In Fortune Favours the Dead, Spotswood has created a new series that looks set to be a must-read for all mystery lovers. There is a bit of Agatha Christie, some Nero Wolfe and a dash of noir for the pulp fiction fans — so a bit of everything that melds seamlessly through the voice of Will Parker, the snappy assistant to the private investigator Lillian Pentecost. The matriarch of the rich Collins family is bashed to death by a crystal ball in a locked room during a family business party. There are lots of suspects — handily listed at the start of the book so you can keep track — many twists and surprises to keep you thinking, and the slow reveal of the backgrounds of the main characters builds an engaging relationship between the reader and Will and Ms Pentecost.

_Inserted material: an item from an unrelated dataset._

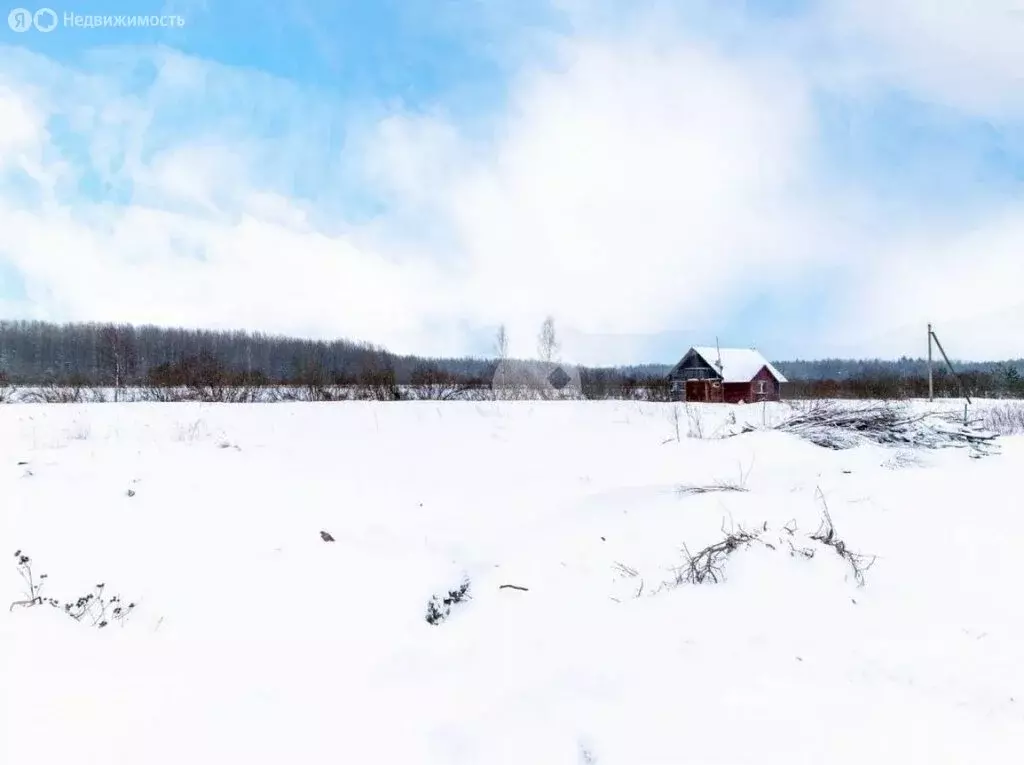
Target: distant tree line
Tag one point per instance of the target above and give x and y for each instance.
(124, 355)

"A detective novel set in New York in 1946 with two female private investigators, a locked door mystery and a dead society widow: what’s not to love?"

- Jane Cowell

Lillian Pentecost has MS which is worsening and she finds an assistant in the unconventional Willowjean Parker, whose path to lady detective includes a stint in the circus. Enter stage left the Collins family's consulting psychic Ariel Belestrade whose practices are so questionable she’s being investigated by Professor Olivia Waterhouse. And let’s not forget the Collins family themselves — dogged by tragedy when their father shot himself the year before and now their mother is brutally murdered.

Rich and compelling, this book explores what it means to be queer in 1945 America, brings the working intelligent women to the fore in an otherwise straight washed male-dominated genre. It will grab you from the beginning pages and keep you guessing and entertained to the end.

I cannot wait for the next in the series, Murder Under Her Skin, due out in December.